England sets new council tax notice rule in mergers

A small but important tweak to council tax has arrived. If your area is moving to a new unitary or merged council, the rules on how notice is given for a second‑home premium are now clearer. New regulations made on 14 April 2026 and in force from 8 May 2026 set out how the one‑year notice works when old councils become one new authority, according to the official UK legislation website.

Here is the plain‑English version. When a council is created by a reorganisation, it replaces several “predecessor” billing authorities. Some of those former councils may already have voted to introduce the higher council tax for dwellings that are only used from time to time (often called second homes). Others may not have. Until now, that mix made the notice rule messy.

Section 11C of the Local Government Finance Act 1992 says that the first time a billing authority introduces the higher amount for periodically occupied dwellings, it must give at least one year’s notice before the start of the financial year it applies to. This is there to protect households from sudden changes and to help councils budget sensibly.

The 2026 amendment to the Local Government (Structural Changes) (Finance) Regulations 2008 solves the reorganisation puzzle. If at least one, but not all, predecessor councils made a determination under section 11C before the merger, any post‑merger decision by the new council is treated as its “first” determination only for the areas that had no earlier decision. In those parts, the one‑year notice clock must still run in full.

Think of it like this. Three districts, A, B and C, merge to form a new unitary. A and B gave notice last year to start a second‑home premium from a future April. C did not.
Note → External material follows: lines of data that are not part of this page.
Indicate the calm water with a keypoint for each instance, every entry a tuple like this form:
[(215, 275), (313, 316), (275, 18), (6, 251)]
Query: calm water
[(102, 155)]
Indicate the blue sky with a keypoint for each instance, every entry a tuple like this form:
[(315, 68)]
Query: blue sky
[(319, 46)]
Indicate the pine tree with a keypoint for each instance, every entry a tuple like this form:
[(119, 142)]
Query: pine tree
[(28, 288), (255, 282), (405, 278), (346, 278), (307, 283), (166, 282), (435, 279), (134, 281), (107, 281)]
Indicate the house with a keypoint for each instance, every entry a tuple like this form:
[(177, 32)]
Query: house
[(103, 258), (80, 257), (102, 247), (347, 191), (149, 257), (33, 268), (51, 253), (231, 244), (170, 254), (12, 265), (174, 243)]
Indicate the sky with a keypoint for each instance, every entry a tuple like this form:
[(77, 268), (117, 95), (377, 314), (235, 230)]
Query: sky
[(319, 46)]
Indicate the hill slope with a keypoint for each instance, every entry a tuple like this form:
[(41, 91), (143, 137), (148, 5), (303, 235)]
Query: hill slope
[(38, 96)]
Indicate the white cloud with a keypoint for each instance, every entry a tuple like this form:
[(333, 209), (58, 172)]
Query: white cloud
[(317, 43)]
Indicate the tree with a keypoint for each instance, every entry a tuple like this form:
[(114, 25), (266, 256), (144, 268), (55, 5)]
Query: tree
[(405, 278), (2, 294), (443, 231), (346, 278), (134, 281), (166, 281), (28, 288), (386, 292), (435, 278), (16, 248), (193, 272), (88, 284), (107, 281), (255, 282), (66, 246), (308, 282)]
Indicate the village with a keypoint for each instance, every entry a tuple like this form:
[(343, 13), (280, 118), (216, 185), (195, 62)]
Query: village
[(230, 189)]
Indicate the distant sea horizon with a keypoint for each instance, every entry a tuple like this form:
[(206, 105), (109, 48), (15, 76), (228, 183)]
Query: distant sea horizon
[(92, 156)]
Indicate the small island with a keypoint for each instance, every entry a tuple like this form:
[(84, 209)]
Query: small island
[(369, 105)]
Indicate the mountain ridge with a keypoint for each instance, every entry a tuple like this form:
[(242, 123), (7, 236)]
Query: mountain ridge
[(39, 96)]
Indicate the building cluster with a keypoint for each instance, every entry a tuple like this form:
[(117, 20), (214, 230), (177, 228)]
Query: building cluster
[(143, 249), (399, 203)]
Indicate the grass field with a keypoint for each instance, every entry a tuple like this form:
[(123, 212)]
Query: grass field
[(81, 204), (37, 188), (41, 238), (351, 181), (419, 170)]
The new unitary can continue with A and B’s plans on their original timetable. For C’s patch, the new unitary must make its own first decision and then wait a full year before the premium starts there. No one gets caught by surprise; no one is rushed through a shorter notice period.

What this means for you if you own a second home in a newly merged area: your bill may change at different times depending on which former district you were in. If your old council had already given notice, you should expect the premium to arrive on that published timetable. If it had not, the new council must give a full year’s notice for your area before charging the higher amount.

What this means for councils and finance teams: you should plan and communicate area by area. Treat any part of the new authority that lacked a predecessor decision as a “subsequent determination area” and ensure your first post‑merger decision for that area is taken at least 12 months before the April it would start. Build that lag into your budgeting and resident messaging.

Dates matter here. The instrument was signed at 11.55am on 14 April 2026, laid before Parliament at 4.00pm the same day, and comes into force on 8 May 2026. It applies to England’s local government reorganisations (the regulations extend to England and Wales, but they address England’s structural change rules). Source: UK legislation website.

One last study note for learners: this is a classic example of “continuity of functions” in public administration. When institutions change shape, the law must say how ongoing decisions carry over-especially where taxpayers’ money is involved. The government did not publish a separate impact assessment because this amendment fine‑tunes an existing council tax regime rather than creating a new one.